The first book mostly sets the stage for the two sequels, but is still very interesting to read on its own. In general, it seems difficult to summarize the books without giving major plot points away. For example, the Amazon book summary spoils parts of the book in my opinion, and I would recommend against reading that summary prior to the book.
The Dark Forest is the sequel to the Three-Body Problem. The book covers a long time period, which makes it really interesting to see how things change over time. For this reason, it is probably my favorite book of the trilogy.
The book contains some interesting psychological or philosophical thought experiments. The general theory that the book is named after is incredibly thought-provoking. I still think about it from time to time. Unfortunately, due to the nature of the second book, few characters from the first book reappear.
Death’s End is the last part of the series. Conceptually, it is similar to the second book. A lot of time passes and the book is mostly concerned with the bigger picture of how humanity changes.
Every few chapters, a short excerpt from a history book that comments on the current events is given. That was an unusual format and made the book more interesting to read. Still, the very end is a bit weak. Ending the book 50 or so pages earlier probably would have made the book better.
All in all, I really liked the books. Even though I did not read much science fiction in the last years, I deeply enjoy this series. I also recommended the books to a few people.
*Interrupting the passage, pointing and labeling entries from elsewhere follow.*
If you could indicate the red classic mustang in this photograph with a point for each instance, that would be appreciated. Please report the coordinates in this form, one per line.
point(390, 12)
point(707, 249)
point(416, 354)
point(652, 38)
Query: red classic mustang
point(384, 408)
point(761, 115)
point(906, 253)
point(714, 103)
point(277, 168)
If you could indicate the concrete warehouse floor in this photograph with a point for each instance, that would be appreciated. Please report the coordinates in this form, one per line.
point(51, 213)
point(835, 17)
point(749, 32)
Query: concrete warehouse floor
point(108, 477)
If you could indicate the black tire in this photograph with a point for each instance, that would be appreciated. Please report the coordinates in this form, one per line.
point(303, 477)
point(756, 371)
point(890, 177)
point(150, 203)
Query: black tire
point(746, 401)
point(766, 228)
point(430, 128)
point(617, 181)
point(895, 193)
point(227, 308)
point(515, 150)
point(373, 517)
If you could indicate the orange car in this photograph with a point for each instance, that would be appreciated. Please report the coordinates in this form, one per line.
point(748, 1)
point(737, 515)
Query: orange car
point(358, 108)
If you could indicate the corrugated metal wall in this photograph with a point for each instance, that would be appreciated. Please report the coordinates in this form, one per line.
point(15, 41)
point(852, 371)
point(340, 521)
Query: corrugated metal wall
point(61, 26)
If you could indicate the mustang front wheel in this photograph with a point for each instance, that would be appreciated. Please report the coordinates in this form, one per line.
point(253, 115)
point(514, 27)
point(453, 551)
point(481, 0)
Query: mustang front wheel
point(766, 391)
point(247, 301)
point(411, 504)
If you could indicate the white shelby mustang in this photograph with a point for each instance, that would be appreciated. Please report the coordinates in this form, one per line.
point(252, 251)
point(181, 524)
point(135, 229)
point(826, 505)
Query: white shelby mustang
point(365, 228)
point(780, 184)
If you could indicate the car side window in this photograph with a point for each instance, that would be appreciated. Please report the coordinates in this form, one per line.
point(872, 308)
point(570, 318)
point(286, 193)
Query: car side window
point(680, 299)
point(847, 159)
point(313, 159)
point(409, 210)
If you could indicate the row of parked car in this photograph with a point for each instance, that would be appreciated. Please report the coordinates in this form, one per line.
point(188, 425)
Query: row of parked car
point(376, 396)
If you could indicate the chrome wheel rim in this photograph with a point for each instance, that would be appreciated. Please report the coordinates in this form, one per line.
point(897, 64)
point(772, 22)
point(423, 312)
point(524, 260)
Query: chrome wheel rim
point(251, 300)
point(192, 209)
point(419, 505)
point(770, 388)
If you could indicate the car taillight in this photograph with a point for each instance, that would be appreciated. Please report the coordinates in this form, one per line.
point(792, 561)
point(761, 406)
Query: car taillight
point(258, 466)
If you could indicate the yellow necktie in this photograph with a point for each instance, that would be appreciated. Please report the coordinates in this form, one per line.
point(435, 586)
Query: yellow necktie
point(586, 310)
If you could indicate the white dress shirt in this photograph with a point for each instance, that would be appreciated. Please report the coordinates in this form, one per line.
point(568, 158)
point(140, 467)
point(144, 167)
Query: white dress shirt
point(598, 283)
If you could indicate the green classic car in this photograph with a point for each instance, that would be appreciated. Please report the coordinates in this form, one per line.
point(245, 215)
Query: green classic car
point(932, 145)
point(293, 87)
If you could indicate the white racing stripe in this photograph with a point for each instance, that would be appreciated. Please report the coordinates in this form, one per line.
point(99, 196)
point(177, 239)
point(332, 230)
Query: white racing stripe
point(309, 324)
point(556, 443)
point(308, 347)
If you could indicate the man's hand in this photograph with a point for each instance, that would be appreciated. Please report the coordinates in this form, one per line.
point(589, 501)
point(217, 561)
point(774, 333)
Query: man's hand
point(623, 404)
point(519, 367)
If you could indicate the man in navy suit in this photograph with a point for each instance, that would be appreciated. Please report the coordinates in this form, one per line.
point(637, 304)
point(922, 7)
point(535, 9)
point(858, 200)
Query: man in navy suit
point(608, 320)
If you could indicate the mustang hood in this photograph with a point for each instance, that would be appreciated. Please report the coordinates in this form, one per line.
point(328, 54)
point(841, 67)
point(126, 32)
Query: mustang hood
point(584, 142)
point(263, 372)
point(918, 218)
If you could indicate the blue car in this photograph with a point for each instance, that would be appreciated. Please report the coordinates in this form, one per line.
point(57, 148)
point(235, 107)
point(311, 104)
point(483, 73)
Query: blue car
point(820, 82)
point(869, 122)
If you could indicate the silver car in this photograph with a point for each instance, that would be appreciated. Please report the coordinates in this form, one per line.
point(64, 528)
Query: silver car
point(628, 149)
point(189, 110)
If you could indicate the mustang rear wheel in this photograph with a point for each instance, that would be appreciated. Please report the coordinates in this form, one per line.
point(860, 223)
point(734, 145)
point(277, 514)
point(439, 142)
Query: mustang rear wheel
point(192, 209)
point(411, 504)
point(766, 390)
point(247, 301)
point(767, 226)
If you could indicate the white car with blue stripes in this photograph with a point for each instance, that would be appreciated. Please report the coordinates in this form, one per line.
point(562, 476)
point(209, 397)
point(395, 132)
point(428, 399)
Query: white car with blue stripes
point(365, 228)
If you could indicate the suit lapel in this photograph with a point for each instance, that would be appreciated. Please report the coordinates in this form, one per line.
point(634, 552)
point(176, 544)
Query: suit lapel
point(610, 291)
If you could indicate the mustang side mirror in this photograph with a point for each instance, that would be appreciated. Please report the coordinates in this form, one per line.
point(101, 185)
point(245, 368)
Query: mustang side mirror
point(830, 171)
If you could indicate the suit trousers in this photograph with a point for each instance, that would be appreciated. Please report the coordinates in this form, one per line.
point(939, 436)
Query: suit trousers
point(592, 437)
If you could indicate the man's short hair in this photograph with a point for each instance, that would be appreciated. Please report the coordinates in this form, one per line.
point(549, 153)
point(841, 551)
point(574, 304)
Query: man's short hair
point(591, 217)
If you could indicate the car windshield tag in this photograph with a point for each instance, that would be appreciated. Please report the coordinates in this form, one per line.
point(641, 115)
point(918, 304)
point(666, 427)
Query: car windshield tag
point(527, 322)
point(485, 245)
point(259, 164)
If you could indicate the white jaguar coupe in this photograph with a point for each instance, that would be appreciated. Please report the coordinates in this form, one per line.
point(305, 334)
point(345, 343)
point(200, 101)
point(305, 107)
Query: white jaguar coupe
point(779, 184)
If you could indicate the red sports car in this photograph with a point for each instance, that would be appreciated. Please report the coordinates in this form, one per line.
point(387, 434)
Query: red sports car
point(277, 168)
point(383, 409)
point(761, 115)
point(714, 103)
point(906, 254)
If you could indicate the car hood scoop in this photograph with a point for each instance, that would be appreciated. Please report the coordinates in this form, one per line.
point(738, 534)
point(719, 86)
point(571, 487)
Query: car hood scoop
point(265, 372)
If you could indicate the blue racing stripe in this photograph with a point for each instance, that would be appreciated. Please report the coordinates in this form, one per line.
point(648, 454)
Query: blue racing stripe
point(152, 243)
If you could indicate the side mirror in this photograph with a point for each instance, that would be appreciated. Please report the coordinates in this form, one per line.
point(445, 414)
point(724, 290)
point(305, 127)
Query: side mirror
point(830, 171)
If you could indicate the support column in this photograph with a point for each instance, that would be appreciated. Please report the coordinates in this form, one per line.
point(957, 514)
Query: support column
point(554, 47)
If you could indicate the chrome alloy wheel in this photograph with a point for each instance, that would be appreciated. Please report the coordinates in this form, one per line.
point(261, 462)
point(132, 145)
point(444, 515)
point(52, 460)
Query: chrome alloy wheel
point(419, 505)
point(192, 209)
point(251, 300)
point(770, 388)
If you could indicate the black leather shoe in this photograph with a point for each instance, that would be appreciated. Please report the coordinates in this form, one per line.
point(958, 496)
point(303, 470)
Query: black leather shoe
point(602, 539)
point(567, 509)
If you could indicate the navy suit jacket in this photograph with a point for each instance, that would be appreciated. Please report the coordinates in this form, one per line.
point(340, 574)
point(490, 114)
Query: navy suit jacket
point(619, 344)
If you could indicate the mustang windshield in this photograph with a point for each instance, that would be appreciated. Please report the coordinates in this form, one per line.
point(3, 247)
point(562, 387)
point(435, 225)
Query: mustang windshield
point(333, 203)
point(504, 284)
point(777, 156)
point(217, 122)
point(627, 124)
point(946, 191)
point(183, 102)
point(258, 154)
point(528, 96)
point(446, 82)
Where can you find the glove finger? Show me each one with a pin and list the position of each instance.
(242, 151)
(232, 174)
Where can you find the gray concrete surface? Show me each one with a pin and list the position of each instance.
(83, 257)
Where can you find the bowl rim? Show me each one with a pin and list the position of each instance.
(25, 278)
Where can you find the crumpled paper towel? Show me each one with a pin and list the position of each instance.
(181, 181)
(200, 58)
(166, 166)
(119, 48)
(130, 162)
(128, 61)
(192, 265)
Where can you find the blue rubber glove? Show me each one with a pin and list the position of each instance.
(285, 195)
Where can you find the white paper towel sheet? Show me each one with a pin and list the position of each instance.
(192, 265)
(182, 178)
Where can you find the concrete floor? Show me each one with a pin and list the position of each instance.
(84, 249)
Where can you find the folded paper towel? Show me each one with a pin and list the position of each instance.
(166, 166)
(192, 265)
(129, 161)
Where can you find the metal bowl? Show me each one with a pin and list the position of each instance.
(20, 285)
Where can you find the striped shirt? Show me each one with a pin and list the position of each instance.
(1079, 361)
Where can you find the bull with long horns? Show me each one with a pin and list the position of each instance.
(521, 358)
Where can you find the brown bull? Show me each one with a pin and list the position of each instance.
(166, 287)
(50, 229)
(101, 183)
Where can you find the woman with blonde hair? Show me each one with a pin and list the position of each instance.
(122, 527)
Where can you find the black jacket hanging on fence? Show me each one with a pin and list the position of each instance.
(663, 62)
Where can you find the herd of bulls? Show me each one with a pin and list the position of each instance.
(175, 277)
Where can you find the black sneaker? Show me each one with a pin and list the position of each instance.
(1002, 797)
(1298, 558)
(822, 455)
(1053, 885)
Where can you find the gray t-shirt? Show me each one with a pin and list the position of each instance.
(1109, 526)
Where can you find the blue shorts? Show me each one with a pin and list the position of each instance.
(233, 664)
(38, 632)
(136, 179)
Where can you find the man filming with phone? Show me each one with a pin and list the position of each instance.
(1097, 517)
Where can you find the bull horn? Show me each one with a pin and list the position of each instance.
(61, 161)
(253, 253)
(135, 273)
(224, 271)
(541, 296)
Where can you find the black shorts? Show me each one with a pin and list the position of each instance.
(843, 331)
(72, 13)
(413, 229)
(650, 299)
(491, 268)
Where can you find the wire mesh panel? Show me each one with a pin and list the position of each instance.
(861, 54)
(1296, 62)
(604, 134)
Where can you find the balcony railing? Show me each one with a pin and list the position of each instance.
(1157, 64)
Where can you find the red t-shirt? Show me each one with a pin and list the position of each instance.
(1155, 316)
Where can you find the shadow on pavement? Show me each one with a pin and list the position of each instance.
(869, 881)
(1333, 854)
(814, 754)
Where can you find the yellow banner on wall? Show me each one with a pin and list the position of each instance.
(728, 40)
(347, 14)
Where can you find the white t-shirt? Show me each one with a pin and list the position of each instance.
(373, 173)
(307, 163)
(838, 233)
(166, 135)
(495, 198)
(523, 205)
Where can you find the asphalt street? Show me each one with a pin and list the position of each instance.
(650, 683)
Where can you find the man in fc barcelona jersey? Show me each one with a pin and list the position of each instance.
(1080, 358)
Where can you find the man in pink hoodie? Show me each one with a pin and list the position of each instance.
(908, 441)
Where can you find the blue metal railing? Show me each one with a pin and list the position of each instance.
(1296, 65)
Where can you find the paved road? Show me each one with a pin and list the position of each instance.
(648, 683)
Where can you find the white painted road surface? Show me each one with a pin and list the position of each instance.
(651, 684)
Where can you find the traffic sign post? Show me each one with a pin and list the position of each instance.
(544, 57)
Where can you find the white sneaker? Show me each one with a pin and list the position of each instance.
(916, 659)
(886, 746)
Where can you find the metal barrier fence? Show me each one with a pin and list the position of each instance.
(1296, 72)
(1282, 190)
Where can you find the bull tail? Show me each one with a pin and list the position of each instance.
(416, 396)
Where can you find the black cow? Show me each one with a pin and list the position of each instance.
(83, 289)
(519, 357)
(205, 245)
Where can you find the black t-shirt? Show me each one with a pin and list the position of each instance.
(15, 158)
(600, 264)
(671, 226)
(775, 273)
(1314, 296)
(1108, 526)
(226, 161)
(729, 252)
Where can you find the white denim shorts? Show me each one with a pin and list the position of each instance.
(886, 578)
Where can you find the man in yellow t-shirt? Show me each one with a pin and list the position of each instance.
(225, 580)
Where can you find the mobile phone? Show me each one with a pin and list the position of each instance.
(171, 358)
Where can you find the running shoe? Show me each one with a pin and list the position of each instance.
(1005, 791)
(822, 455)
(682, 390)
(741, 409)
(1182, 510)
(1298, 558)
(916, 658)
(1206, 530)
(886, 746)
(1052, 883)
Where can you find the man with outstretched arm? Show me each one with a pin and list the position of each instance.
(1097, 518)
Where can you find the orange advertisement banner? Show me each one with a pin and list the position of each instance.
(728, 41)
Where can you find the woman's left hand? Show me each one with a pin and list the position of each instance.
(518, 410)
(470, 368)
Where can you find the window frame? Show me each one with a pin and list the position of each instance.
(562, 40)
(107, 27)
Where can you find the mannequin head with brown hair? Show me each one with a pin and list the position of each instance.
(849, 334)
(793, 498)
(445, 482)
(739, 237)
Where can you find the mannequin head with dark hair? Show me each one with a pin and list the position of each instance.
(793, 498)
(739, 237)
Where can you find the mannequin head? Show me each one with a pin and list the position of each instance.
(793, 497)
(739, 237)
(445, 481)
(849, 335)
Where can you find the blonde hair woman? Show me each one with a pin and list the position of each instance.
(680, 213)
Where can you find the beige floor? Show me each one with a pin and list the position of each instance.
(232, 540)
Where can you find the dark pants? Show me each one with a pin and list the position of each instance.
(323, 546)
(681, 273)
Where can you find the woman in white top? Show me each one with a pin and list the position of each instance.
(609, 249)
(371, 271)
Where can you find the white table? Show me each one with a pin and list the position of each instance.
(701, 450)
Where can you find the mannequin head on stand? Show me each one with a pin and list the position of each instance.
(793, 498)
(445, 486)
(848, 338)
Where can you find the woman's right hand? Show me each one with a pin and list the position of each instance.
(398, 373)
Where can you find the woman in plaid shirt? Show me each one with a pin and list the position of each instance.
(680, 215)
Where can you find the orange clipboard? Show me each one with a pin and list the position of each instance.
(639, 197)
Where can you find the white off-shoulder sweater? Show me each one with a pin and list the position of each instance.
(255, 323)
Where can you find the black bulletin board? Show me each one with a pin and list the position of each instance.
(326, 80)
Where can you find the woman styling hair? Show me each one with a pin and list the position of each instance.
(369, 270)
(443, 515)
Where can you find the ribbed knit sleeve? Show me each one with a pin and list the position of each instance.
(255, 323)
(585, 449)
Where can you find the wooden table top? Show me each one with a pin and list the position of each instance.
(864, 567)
I read through most of this book in 2016 and also worked through most of the exercises back then. This year, I decided to re-read everything on the weekend before my Google onsite, just for refreshing some concepts. That turned out to be a good time investment.
However, I noticed that I was much less satisfied with the book than two years ago. Some of the analyses are way too simplified. Still, it seems like a good book for getting an overview. The exercises also give you some idea on what to expect in algorithm interviews. If you have more than one weekend, taking a very thorough algorithm class for the theory while solving problems on leetcode should be much more effective.
The Master Algorithm is a pop-scientific book about machine learning. It gives a nice overview of fundamental concepts and talks about the history of the field. The book is written for a general audience and does not assume prior knowledge. The author uses a lot of analogies, some of which were great, while some were not that good. However, it is evident that he put in a lot of effort into trying to explain machine learning to people that are not from the field.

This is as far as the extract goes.